Earlier this summer Wadie Williams, Jr., MS, RRT, got a call from the AARC Executive Office asking if he would be willing to help organize a DRIVE4COPD booth to be sponsored by the Association at the upcoming Texas VFW Convention in the Houston metro area.
The RT manager touched base with his director at Methodist Hospital, Ken Hargett, MHA, RRT-NPS, FAARC, and got the go-ahead, then the two of them began marshalling the forces throughout the Methodist system. They also solicited help from the RT program at the University of Texas Medical Branch (UTMB) at Galveston.
“The AARC supplied the materials and we supplied the personnel to man the booth and conduct the screenings and scorings of the screening tool,” says Williams. The booth was part of a general information area where vets could come by to do everything from learn more about VA benefits to purchase handmade items related to their military service.
Williams says he and Hargett received an outstanding response from the folks they asked to participate. They particularly want to thank the Methodist Hospital respiratory care departments at the Sugarland, San Jacinto, and Willowbrook hospitals, along with Romar Reyes, MEd, RRT, clinical director for the UTMB program.
Ken Hargett (left) and Wadie Williams organized the effort and even had the opportunity to address the full group about COPD
“Romar is both a friend and former manager at Methodist,” says Williams. “His students have their clinical rotations at our medical center and I asked him if he would consider allowing them to participate in a community service project by helping us man the booth and conduct patient screenings. Without hesitation, he said yes.”
The VFW convention took place from June 30 to July 2, with the AARC’s DRIVE4COPD booth scheduled for the 30th. Several of the volunteers who turned out to host the booth shared stories from the day—
Darla Burns, RRT, CPFT, manager of neurocardiopulmonary at San Jacinto Methodist, said many of the people she visited with were either currently awaiting a pulmonary consult or had already had testing done, and most of them had already quit smoking. “I did have one individual who shared a story about his wife passing away at a very young age from COPD. He said that he had quit smoking with her to help her quit, but that she still continued smoking up to her death. He stated that seeing what his wife had gone through with COPD is what gave him the willpower to never smoke again.”
Darla Burns from The Methodist Hospital San Jacinto
Terri Salas, RRT, from Methodist Hospital in Sugarland, enjoyed the interaction with the vets and particularly recalls one man who stood out from the crowd. “He was a tall slender man who I watched from a distance walk towards our booth.” The man expressed concern over some breathing issues he was having, then showed Salas a picture of the love of his life—an adorable Chihuahua—who he was worried about leaving behind should anything happen to him. Salas explained the signs and symptoms of COPD and had the man fill out the five question DRIVE4COPD screener. “He scored seven, which put him in the high risk category. I advise him to see his physician as soon as possible and to express his concerns. He took his survey, a fact sheet on COPD, and thanked me repeatedly on his way out.”

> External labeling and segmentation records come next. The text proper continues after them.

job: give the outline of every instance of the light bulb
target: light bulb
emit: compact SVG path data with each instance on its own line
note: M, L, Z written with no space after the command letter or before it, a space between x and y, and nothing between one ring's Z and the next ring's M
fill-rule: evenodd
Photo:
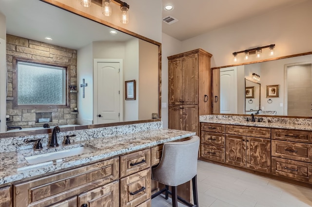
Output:
M103 12L104 15L109 17L112 15L112 7L109 5L111 0L103 0L102 5L103 5Z
M120 22L123 24L128 24L129 23L129 14L128 13L128 8L125 6L120 7L121 10L121 19Z
M91 0L80 0L80 3L85 7L91 6Z

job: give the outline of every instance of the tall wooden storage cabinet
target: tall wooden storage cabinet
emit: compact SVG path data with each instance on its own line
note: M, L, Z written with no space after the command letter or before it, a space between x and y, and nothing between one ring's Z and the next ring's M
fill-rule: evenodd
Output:
M169 128L199 135L199 116L212 112L212 56L199 49L168 57Z

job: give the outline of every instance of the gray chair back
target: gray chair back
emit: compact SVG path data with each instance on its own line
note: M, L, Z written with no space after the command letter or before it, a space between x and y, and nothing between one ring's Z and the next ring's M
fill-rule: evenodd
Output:
M153 170L152 179L170 186L177 186L197 174L199 138L164 144L160 162Z

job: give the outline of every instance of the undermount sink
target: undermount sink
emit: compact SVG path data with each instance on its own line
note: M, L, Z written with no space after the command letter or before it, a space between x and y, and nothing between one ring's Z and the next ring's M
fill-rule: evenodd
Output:
M79 147L68 150L25 156L25 158L29 164L34 164L88 153L95 150L88 147Z

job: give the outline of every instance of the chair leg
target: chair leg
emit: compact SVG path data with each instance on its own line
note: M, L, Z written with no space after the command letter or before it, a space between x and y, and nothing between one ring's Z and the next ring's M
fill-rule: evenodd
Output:
M192 179L192 183L193 189L193 199L194 204L196 207L198 206L198 196L197 192L197 175L195 175Z
M172 186L172 207L177 207L177 186Z

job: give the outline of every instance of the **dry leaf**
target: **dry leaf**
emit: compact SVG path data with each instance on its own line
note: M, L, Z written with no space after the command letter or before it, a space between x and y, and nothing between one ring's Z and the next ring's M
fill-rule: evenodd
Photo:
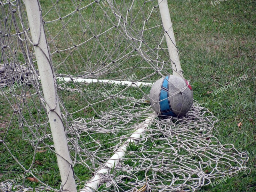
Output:
M43 153L47 151L47 149L45 149L44 150L41 150L41 151L36 151L36 153Z
M36 163L37 164L39 165L42 165L43 164L39 161L36 161L35 162L35 163Z
M143 185L143 187L142 187L141 188L138 189L137 189L137 190L136 189L134 189L133 190L133 191L134 191L134 192L144 192L145 191L146 191L146 190L147 190L147 188L148 184L146 183L144 185Z
M209 92L209 91L207 91L207 94L210 94L211 93L212 93L212 92L211 91L210 91Z
M35 179L32 177L27 177L27 179L32 182L35 182Z

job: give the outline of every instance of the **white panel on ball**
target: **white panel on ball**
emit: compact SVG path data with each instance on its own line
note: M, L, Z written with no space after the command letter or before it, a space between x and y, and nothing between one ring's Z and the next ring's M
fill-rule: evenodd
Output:
M185 79L169 75L157 80L149 94L150 104L159 115L180 117L190 109L193 91Z

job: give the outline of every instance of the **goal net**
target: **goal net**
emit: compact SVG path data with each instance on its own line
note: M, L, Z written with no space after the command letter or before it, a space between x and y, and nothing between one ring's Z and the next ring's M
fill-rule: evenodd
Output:
M248 171L196 101L180 118L153 112L152 84L183 75L166 1L31 1L37 12L30 1L0 2L0 190L70 189L74 179L83 191L194 191Z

Terri Salas and her colleagues Robert Schwartz and Robert Mathews from The Methodist Hospital Sugarland
Yaser Nabi, RRT, a student at UTMB, especially remembers one veteran who listened to his information on COPD but assured him that he was just fine and didn’t need any help regarding his health. “As I was walking away from him, his wife approached me and told me that she really wanted us to help her husband and talk to him about seeing a physician because he coughs a lot and has a hard time sleeping without waking up several times.” She attributed her husband’s reluctance to seek help to the fact that many aging vets have a hard time letting go of the “macho” personality that drove them in their younger years. But she promised Nabi that she’d get him back to the booth for screening, and the student soon saw him return. “She fulfilled her promise that she was going to bring her husband to our booth, and we took care of this 78-year-old veteran who scored an eight on the DRIVE4COPD questionnaire.”

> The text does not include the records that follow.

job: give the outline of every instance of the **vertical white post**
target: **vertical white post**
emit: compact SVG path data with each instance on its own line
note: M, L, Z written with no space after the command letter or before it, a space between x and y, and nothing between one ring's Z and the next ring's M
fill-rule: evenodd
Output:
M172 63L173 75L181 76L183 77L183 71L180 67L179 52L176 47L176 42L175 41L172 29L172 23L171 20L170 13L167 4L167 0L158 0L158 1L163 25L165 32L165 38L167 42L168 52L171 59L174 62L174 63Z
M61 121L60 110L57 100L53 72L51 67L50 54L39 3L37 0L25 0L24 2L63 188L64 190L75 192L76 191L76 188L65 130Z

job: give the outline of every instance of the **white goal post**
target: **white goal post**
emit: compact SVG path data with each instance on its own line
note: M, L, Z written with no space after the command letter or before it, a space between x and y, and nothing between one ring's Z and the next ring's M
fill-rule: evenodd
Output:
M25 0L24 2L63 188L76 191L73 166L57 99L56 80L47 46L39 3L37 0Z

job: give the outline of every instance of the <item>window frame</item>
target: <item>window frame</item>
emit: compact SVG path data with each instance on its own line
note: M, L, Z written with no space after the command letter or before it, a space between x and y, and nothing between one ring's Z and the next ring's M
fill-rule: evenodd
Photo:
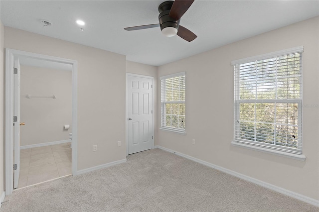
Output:
M240 100L239 99L240 94L240 78L239 77L239 71L237 70L239 69L239 66L241 64L244 64L252 62L254 61L267 60L274 57L279 57L286 55L289 55L294 53L303 53L304 52L304 47L299 46L295 48L292 48L291 49L285 49L281 51L279 51L275 52L272 52L268 54L265 54L263 55L258 55L256 56L250 57L242 59L232 61L231 65L234 67L234 137L233 140L231 143L232 145L238 146L241 146L245 148L248 148L250 149L253 149L257 151L262 152L266 152L270 153L273 154L280 155L284 156L287 157L292 158L294 159L297 159L300 160L305 160L306 156L302 155L302 138L300 136L298 137L297 148L293 149L285 146L276 145L272 144L268 144L266 143L256 141L248 141L246 139L242 139L239 137L239 136L236 136L236 133L239 132L238 130L239 130L239 121L236 118L239 117L240 113L240 104L241 103L274 103L280 104L280 103L295 103L298 104L298 126L299 130L300 129L302 130L302 94L301 97L299 99L284 99L281 100L280 99L252 99L252 100ZM276 61L277 64L277 61ZM302 69L302 63L301 65L301 80L302 80L303 69ZM277 69L277 68L276 68ZM276 71L277 73L277 71ZM257 79L257 78L256 78ZM300 83L301 87L301 93L302 94L302 82ZM256 87L256 89L257 89ZM256 105L255 106L256 107ZM237 118L236 118L237 117Z
M166 89L163 88L163 83L162 80L166 80L169 78L173 78L176 77L184 76L185 78L185 98L183 101L163 101L163 100L165 98ZM173 74L161 76L160 78L160 129L167 131L176 133L186 134L186 121L185 121L184 129L172 127L164 125L163 123L166 123L166 104L183 104L185 105L185 120L186 120L186 72L178 72ZM163 90L164 89L164 90ZM163 120L164 119L164 120Z

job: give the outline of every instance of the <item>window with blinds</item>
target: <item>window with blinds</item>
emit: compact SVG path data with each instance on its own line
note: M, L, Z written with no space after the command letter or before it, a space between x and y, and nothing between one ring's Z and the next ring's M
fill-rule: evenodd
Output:
M185 72L160 77L161 128L185 132Z
M233 62L235 142L302 154L302 52Z

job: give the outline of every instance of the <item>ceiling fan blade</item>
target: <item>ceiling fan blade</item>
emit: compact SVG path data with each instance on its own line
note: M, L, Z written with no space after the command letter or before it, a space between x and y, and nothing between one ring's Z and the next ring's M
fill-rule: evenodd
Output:
M150 28L158 27L160 26L159 23L154 24L142 25L142 26L132 26L131 27L124 28L127 31L138 30L140 29L149 29Z
M169 17L177 20L188 9L194 0L175 0L169 11Z
M190 42L197 37L197 36L192 33L190 30L181 26L180 25L178 28L177 35L188 42Z

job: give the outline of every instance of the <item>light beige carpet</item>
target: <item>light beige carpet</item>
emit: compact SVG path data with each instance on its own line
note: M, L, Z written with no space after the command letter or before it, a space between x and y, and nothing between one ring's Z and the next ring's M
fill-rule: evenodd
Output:
M20 189L5 212L318 212L319 208L155 149L128 162Z

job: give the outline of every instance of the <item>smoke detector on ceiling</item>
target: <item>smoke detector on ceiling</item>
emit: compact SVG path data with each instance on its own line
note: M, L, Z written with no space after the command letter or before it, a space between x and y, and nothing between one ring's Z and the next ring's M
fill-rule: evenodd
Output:
M51 26L52 25L52 23L51 23L51 22L47 20L41 19L41 20L40 20L40 21L43 24L43 27Z

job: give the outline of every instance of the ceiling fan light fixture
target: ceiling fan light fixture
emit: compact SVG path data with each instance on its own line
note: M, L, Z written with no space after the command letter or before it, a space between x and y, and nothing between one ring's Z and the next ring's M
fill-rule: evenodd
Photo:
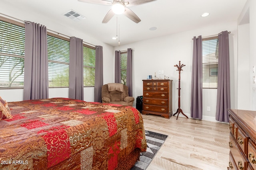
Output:
M124 5L119 2L117 2L112 6L112 10L114 13L117 15L122 14L125 10Z

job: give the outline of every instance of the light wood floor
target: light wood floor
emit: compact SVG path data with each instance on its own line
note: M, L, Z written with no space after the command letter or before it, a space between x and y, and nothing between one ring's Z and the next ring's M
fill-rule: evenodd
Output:
M228 124L143 115L145 130L168 135L147 170L227 170Z

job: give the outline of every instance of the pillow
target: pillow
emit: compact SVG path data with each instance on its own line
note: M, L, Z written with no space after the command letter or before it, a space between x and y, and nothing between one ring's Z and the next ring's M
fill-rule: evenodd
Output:
M8 107L7 102L0 96L0 119L12 119L11 110Z

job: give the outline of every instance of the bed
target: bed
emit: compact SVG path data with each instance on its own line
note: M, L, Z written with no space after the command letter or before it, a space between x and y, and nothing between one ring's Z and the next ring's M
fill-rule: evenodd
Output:
M0 120L1 170L130 169L145 151L130 106L65 98L8 103Z

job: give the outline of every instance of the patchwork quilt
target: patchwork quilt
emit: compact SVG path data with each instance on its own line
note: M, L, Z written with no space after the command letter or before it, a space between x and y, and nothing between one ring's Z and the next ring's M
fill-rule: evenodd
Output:
M113 170L146 149L135 108L65 98L9 102L0 120L0 170Z

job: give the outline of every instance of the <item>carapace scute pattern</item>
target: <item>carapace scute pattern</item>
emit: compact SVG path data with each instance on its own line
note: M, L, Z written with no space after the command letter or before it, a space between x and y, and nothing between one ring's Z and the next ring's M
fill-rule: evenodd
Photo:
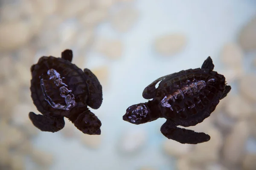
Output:
M143 93L144 98L152 99L128 107L123 119L140 125L165 118L160 131L167 138L182 144L208 141L210 137L207 134L177 126L187 127L201 122L230 91L224 76L213 71L214 68L209 57L201 68L183 70L156 79Z
M83 71L72 64L73 57L73 51L66 49L61 58L43 56L31 66L31 97L42 114L31 112L29 118L43 131L61 130L65 117L83 133L100 135L101 122L87 106L100 107L102 85L90 70Z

Rishika Vaidya, RRT, also a UTMB student, says the DRIVE event was a real eye-opener about the need for COPD screening and education. One gentleman who had already taken the screener and scored a six, for example, lamented the lack of information available on COPD in his hometown of Killeen and asked if his town could be added to the list of places for screening. “My heart really went out to the people of Killeen who may need help and information about COPD.”
Rishika Vaidya from UTMB
Vuong C. Dinh, RRT, another UTMB student, met one vet who drove home the need to screen people for COPD while they still have time to minimize its effects as well. The man’s brother has lung cancer now and his mother passed away from the disease. He was a smoker himself for 15 years, but quit when he got his diagnosis. “When I talked to him, he was catching his breath word for word, speaking in broken sentences.” The man told Dinh he had made a great effort to get to the convention so he could attend the memorial service held there, and that he suspected this would be his last chance to attend.